Hastaneler İşletme, Vatandaş Müşteri, Çalışanlar Köle Olamaz

Facebook
Twitter
WhatsApp

AKP hükümeti Sağlıkta Yıkım programındaki son vuruşlarına hazırlanıyor. Bu amacını gerçekleştirmek için TBMM Plan ve Bütçe Komisyonunun 439. sırasında bulunan “Kamu Hastane Birlikleri Pilot Uygulaması Hakkında Kanun Tasarısı”nı apar topar ilk sıraya alarak Bütçe ile birlikte görüşmeye açmıştır.

TÜSİAD’ın yayın organı “Görüş” dergisi Ekim–2004 sayısında yer alan Mehmet Top/Ömer Gider imzalı “Kamu hastanelerinde özerkleştirme ve özelleştirme”  başlıklı yazıdan alıntı ile başlayalım.

“Türkiye’deki sağlık sektörü reform çalışmaları incelendiğinde kamu hastane sektöründe desantralizasyon reformlarının iki aşamada ele alındığı söylenebilir. Öncelikle kamu hastanelerinin devlet bütçesi ünitesi olmaktan çıkarılarak birer sağlık işletmesine dönüştürülmesi, daha sonraki aşamada ise hastanelerin mülkiyeti ile birlikte özel sektöre aktarılması yani özelleştirilmesi amaçlanmaktadır.”

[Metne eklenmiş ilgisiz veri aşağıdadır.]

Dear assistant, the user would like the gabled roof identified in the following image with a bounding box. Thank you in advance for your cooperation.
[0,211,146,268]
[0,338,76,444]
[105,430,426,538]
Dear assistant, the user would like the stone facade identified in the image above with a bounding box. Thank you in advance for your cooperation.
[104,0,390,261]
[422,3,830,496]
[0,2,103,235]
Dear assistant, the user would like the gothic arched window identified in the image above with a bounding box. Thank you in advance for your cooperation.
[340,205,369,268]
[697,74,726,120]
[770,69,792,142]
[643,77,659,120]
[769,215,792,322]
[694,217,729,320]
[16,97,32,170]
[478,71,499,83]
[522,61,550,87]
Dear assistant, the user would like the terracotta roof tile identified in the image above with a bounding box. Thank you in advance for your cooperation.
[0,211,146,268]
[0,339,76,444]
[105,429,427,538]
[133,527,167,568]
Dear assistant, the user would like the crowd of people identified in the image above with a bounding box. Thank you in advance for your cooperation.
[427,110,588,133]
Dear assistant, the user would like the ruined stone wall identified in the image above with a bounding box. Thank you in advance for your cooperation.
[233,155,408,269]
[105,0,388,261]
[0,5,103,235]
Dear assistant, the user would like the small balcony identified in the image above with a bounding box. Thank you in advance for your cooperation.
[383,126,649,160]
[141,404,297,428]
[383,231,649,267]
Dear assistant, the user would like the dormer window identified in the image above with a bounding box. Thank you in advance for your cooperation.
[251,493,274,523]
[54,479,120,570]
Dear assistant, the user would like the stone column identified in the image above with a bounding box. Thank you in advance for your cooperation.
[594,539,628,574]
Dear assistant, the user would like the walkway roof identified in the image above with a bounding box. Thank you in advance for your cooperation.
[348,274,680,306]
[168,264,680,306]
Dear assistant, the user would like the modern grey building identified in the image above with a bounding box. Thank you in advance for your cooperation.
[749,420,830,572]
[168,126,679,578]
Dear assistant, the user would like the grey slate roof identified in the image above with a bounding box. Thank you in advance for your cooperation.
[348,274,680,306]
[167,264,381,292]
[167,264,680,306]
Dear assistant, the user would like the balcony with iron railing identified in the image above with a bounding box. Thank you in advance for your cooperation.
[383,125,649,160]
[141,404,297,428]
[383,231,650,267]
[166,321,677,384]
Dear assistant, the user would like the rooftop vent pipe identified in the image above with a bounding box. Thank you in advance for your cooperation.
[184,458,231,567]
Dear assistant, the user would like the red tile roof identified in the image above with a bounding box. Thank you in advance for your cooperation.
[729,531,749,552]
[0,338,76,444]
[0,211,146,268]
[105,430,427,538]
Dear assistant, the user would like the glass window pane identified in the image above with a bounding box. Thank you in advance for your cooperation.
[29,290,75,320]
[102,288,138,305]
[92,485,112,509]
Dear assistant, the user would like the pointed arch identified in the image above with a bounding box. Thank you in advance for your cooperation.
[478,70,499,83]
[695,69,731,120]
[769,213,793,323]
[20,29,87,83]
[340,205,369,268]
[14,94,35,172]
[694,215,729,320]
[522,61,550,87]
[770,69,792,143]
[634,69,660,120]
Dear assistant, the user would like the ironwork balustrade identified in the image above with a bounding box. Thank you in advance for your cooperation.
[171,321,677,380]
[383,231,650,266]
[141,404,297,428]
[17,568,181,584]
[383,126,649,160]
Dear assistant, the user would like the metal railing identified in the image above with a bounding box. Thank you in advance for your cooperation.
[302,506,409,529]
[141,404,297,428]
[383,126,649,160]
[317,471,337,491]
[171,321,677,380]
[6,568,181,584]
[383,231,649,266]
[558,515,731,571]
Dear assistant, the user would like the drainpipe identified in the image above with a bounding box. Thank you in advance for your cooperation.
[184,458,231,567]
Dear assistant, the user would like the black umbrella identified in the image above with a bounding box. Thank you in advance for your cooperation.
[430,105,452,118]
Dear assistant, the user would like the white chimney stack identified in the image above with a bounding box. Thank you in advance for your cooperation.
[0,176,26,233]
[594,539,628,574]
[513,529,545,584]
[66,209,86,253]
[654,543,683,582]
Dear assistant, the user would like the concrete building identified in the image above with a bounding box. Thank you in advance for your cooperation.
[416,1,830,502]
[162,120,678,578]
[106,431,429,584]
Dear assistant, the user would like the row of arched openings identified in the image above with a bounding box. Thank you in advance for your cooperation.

Tasarının genel gerekçesinden bazı ifadeler şöyle: “Sağlık bakanlığı merkez teşkilatını esasında mahallince yürütülmesi gereken hizmetlerin yükünden kurtaracak alt yapı çalışmaları, Sağlıkta Dönüşüm Programı çerçevesinde büyük ölçüde tamamlanmıştır.” “Döner Sermaye uygulamalarında önemli düzenlemeler yapılarak hastanelerin kendi gelirlerini edinme, bunları hizmet gereklerine göre en verimli şekilde kullanma kapasiteleri geliştirilmiştir.”  “Hastanelerin madde ve insan gücü anlamında her türlü kaynağı sınırsızca merkezden talep etmeleri yerine kendi kaynaklarından sorumlu birlikler haline dönüştürülmeleri amaçlanmaktadır.” “Bu ve benzeri adımlarla yüklerinden arındırılan Sağlık Bakanlığı; stratejik düşünme, geleceğe dair tasarım geliştirme, misyon ve vizyon belirleme… gibi esas görevlerine daha yoğun mesai ayırabilecektir.”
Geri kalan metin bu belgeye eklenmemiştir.